Determinaron con rapidez que Laura y Lucas
llevaran a su casa a los niños, mientras Manele, con Isabel y Marcy, tomaron un
taxi, el cual siguió con agilidad a la ambulancia hacia el centro sanitario.
Cuando llegaron al Servicio de Urgencias el
herido ya estaba siendo atendido por los galenos y les indicaron que debían
esperar información en la sala de familiares. Al poco tiempo el jefe de la
unidad solicitó que pasaran los tres a una salita.
–Tengo que saber qué es lo que ha ocurrido,
señores –preguntó.
–Una caída fortuita, doctor. Una verdadera
desgracia –respondió Manele con convicción.
Las mujeres confirmaron el hecho. El médico
explicó que el escáner indicaba hemorragia cerebral y fractura de base de
cráneo, de un pronóstico incierto.
Isabel rompió a llorar mientras el
especialista reveló que el tremendo golpe asestado por el borde del escalón
había causado un trauma muy grave y que podría incluso fallecer en las horas
siguientes.
–No hay duda acerca de la causa accidental,
por los datos de la exploración y el informe de ustedes. No hay indicio alguno
de violencia, pero debo dar parte al juzgado. Señora, haremos por él todo
cuanto nos sea posible, ingresará en intensivos.
La rubia se desplomó en los brazos de Marcy
y ésta, olvidando por un momento el pasado, la consoló.

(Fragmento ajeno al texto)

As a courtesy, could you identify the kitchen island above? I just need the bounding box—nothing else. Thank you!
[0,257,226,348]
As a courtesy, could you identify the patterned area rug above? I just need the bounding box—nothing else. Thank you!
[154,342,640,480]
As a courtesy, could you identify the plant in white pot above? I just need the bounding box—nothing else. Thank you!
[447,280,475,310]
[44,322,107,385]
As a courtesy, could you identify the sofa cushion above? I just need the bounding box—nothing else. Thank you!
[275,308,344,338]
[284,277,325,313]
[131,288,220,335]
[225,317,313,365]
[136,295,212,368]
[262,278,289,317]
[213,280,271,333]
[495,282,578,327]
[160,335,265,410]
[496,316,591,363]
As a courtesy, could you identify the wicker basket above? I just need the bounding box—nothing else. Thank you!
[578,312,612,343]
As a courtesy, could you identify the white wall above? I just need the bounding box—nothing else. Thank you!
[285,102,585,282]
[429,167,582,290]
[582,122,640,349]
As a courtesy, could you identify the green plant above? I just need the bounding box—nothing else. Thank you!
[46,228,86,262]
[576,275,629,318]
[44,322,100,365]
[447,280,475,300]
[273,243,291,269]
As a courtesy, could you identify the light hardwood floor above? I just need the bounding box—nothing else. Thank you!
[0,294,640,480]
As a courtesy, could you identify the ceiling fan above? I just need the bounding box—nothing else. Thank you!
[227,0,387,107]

No habían pasado más de tres horas de su
ingreso en el hospital cuando los padres de Román llegaron desde Lederia en su
jet privado.
No cruzaron palabra con los amigos que
esperaban consternados a la puerta de la unidad de intensivos, y entraron con
autoridad en la consulta médica. Iban acompañados por un hombre que vestía un
elegante traje y portaba una cartera de trabajo. Ni siquiera se dirigieron a
Isabel. Marcy pudo observar, a través de la rendija de la puerta del despacho
del médico, cómo éste daba explicaciones con aire de preocupación, mientras los
recién llegados le exigían, pero al poco la puerta se cerró con estrépito y no
se enteró de nada más.
–La llevaré a casa, Manele –dijo Marcy–, tú
puedes quedarte aquí por si sucede algo, nos comunicamos por el móvil.
Salieron las dos hacia la casa de Isabel en
un taxi, en cuyo trayecto Marcy avisó a los familiares de ella para que
acudiesen a hacerle compañía.
Había que buscarle ayuda, pero Marcy ya
había cumplido su cometido. Era suficiente, más que suficiente.